Here comes the graphics behind the typography. After studying many samples of Swiss Design, we came up with 2 types of shapes with 3 types of arrangements.
If you look closer, you will find out that we can further reduce the number of types in Arrangement. For example, the “offset repeat overlay” and “center overlay” can be combined as just “overlay”, and use their offset value as a parameter – when offset is 0, we get “center overlay”, when offset is none-zero, we can offset repeat overlay. The number of shapes can also be a single variable when the number is a lot – we get the “x, y-axis grid repeat” pattern, when the number is smaller than 5, we get the “overlay” pattern.
There are many different ways to turn this result of observation into well structured code, and we will not go into the details here.
There are other parts/classes in the final version, such as
PrintManager who manages to send the generated graphics to our printer, and
StageManager who oversees the content flow from stage to stage.
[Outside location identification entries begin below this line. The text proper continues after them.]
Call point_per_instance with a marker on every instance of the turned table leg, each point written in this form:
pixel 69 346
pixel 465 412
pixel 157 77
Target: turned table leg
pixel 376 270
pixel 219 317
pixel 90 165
But really what we covered are the core logic of the program. So, lets see some of the generated posters.
Next Step — a combination of GAN and hand-written algorithm
After all the technical breakdown, you probably can easily spot the internal mechanism. Nonetheless, they do look pretty nice. Now, in the time that literally every single person is playing with Machine Learning, I am trying to explore the possibility of integrating GAN (Generative Adversarial Network) to create a new model that is capable of producing more diverse and even “creative” outcomes.
From last year, a guy called Cristóbal Valenzuela founded a company and created a tool called RunwayML. It is dubbed as “machine learning for the artist”. As it claims, it brings machine learning in the hands of the creative — you don’t need to write a single line of code. The features are very limited, but a very good place to start playing with Machine learning and see what it can do. Last month, it just rolled out a new feature that allows you to train your own model. So I went on Google Image, scraped about 300 Swiss Design pictures.
I inputed the pictures, RunwayML told me the 5000 epoch training will take 3-5 hours. So I went to sleep.
The next morning, training is finished. RunwayML even generated a GIF for me.
and here are some samples generated:
The result is not surprising, it preserved the color palette pretty well. But we lost all the sharp-edged geometries and the nicely placed typography. It seems like the machine just treated everything as graphics, including the typography. Nonetheless, it looks very nice. We got to give it credit.
The obvious next step is to use a hybrid approach, some information used for training (e.g. text content and text’s positionality) will need to be broken down to data instead of images.
It will be some very interesting challenges. (If I can get funding for it.)